The Laguna Hills Mall is scheduled to be renamed "Five Lagunas". According to Laguna Hills' city documents, the renovations include pedestrian plazas, new retail sections, a 988-unit apartment complex, a multi-screen movie theater, new signage, and a 1,500-space parking structure.

Macy's closed in March 2018 as part of a plan to close 11 stores nationwide, which halted construction on its end of the mall and left JCPenney as the only remaining anchor.

JCPenney closed in October 2018 which left the mall with no anchors.

The mall closed on December 31, 2018. The exterior stores remained open.

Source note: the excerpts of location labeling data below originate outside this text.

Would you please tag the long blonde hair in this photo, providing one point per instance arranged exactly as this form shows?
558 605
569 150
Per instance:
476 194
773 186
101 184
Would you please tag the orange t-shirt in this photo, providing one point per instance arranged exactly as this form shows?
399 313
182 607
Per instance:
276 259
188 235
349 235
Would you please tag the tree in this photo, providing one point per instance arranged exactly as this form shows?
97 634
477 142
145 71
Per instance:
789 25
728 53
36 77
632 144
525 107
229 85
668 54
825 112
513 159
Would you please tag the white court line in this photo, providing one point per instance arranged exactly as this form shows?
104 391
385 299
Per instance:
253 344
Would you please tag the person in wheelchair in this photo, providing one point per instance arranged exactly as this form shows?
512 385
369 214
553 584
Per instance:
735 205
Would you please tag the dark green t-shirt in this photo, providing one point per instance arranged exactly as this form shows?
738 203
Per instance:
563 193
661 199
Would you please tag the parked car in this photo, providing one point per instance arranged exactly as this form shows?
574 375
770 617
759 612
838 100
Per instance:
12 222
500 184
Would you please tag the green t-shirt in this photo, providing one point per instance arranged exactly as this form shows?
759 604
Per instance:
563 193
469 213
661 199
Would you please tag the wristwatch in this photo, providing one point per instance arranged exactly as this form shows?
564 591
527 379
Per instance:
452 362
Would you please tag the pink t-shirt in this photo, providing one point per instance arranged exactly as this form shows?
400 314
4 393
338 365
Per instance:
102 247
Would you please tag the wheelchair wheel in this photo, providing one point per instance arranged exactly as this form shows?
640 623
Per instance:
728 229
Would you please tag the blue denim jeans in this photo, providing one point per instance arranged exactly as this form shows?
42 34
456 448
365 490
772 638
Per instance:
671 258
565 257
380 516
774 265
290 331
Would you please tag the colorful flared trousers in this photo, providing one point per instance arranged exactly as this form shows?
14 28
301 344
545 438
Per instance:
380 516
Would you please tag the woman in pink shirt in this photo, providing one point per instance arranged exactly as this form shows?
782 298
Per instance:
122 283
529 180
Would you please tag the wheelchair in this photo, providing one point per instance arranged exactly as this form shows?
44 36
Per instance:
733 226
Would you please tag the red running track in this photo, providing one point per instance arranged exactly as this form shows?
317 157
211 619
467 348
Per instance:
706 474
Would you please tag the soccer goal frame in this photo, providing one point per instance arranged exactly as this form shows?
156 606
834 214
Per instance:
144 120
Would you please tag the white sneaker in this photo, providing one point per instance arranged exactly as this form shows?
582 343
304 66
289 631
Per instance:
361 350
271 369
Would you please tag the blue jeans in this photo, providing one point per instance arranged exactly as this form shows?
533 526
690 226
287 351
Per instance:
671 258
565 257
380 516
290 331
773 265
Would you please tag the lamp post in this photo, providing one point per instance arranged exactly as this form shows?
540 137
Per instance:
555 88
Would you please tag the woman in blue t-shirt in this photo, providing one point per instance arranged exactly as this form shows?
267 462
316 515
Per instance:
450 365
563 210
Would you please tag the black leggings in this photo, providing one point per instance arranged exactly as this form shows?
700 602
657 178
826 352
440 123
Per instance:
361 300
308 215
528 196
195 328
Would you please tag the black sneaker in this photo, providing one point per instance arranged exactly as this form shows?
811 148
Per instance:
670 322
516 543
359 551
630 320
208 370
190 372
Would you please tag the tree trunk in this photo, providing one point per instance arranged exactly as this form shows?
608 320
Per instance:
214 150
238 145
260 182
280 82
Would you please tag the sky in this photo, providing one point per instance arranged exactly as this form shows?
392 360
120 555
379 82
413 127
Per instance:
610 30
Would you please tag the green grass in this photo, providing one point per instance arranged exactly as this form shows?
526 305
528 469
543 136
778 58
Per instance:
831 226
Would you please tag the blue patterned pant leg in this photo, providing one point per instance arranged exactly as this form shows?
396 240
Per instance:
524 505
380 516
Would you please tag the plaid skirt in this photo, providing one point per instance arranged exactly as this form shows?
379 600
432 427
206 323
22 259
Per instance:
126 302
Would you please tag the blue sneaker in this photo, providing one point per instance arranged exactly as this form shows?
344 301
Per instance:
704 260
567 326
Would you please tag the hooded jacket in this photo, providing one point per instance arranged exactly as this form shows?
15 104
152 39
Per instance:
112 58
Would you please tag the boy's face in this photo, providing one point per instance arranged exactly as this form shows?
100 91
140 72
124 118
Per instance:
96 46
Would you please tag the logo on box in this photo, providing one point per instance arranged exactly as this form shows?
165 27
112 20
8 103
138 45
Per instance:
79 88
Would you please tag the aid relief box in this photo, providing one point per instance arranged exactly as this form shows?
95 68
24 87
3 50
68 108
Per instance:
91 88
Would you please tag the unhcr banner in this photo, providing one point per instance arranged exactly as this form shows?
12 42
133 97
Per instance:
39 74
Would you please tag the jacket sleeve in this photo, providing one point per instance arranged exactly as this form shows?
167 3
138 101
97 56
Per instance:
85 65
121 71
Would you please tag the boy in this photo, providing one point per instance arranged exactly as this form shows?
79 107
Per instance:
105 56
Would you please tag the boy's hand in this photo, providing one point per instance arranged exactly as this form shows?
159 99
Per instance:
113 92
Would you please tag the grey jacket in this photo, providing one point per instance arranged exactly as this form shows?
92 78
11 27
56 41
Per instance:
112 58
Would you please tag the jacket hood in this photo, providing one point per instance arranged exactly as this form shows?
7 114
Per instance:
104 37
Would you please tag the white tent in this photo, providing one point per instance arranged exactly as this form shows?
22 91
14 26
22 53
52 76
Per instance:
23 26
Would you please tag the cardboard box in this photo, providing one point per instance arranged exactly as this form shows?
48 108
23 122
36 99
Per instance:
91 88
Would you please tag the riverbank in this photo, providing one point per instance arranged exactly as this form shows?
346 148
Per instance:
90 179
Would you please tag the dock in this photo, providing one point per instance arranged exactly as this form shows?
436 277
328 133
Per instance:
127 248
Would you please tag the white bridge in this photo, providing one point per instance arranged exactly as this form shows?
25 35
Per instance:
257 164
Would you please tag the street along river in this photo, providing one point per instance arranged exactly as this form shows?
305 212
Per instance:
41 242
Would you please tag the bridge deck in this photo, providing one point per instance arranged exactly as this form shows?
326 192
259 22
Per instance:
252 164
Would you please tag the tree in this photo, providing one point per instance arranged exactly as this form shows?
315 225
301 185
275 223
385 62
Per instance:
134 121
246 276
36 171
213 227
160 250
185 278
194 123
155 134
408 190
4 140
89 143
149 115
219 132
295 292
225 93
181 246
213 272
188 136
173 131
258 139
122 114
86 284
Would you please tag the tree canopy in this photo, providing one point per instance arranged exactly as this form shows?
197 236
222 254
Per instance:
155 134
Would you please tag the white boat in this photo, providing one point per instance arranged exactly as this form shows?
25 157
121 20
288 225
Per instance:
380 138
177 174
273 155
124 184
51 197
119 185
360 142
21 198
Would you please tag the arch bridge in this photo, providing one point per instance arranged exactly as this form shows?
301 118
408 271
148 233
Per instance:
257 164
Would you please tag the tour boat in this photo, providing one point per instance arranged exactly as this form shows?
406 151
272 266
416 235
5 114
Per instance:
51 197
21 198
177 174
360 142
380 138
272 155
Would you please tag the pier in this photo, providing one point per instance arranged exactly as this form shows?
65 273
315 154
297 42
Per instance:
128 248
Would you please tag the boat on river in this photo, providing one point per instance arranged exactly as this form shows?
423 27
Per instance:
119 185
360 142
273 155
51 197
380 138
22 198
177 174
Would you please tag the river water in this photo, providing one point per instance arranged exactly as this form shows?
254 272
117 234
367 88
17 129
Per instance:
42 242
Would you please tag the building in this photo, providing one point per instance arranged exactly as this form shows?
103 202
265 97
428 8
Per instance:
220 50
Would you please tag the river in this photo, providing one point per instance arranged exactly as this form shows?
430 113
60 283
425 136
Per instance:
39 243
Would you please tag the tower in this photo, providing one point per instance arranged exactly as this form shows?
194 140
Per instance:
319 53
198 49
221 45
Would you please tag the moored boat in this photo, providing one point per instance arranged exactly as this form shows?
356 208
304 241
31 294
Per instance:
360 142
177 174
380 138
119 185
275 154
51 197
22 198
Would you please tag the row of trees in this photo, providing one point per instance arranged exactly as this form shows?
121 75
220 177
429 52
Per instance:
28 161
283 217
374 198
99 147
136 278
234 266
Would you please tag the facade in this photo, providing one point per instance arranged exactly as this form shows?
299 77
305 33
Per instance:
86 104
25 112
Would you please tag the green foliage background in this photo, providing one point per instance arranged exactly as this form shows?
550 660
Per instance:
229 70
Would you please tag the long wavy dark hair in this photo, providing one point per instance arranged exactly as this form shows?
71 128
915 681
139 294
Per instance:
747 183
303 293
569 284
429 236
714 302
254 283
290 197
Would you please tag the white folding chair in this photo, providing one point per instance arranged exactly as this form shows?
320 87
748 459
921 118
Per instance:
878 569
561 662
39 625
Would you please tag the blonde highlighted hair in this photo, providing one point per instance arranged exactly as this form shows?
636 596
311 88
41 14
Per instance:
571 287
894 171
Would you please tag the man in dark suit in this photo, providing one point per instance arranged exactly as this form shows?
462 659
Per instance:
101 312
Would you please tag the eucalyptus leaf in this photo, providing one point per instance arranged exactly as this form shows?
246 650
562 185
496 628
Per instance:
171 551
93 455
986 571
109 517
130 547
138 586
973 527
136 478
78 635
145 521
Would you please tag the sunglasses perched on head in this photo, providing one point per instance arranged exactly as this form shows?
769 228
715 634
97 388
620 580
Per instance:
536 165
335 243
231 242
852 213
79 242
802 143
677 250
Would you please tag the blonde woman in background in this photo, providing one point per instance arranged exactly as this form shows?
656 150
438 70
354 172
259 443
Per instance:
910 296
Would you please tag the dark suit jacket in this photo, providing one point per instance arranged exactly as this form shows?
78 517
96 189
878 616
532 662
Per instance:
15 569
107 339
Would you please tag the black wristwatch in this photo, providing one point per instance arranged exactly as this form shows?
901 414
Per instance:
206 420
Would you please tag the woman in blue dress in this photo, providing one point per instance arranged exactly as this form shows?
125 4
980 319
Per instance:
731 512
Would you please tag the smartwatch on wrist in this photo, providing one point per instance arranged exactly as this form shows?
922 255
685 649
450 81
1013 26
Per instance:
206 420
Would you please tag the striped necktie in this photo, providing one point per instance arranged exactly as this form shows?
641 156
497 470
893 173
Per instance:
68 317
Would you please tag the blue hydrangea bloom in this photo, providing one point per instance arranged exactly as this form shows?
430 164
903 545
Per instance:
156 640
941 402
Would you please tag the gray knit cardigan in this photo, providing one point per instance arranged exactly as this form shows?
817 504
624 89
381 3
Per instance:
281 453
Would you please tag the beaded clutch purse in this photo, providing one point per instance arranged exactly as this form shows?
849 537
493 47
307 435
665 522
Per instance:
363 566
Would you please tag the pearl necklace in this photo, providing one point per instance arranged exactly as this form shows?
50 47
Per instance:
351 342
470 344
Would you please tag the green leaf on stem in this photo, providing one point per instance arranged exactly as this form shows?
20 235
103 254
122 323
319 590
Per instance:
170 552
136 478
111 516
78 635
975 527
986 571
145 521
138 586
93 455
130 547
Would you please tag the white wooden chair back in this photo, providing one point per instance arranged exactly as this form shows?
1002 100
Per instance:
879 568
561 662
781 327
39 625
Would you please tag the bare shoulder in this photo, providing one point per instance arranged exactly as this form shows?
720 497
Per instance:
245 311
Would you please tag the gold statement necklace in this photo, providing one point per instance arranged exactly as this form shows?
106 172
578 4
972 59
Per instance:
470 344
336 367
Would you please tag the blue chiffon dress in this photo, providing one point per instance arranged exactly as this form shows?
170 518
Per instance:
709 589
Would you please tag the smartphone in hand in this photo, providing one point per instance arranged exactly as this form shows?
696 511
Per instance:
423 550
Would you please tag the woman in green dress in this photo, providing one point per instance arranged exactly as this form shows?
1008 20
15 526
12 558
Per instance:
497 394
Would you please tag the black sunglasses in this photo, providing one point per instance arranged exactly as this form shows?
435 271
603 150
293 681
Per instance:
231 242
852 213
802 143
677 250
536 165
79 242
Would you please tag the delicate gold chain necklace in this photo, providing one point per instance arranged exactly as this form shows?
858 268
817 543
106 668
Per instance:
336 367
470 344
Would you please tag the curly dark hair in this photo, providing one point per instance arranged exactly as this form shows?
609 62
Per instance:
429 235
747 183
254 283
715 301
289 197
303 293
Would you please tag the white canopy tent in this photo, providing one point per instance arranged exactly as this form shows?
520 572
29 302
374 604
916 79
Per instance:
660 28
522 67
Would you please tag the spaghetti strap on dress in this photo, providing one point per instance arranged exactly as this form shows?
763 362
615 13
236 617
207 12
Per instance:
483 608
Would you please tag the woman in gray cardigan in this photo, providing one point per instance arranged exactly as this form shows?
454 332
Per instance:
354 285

===Plans for Five Lagunas===
At a November 2019 City Council meeting, Merlone-Geier unveiled two major changes to the previous plans proposed since 2016: adding housing and reduction of retail space. Previously, the proposal called for 880,000 sqft of retail space and 988 residential units. Another reduction was made in office space to make room for the seasonal events. The revised proposal included a new 110,000 sqft cinema, 225,000 sqft to 300,000 sqft of retail, a 125-room hotel, 390,000 sqft to 520,000 sqft of office space, two three-story parking structures, and a potential of 1,200 to 1,500 more apartments. As of June, 2026 nothing has been built on the site.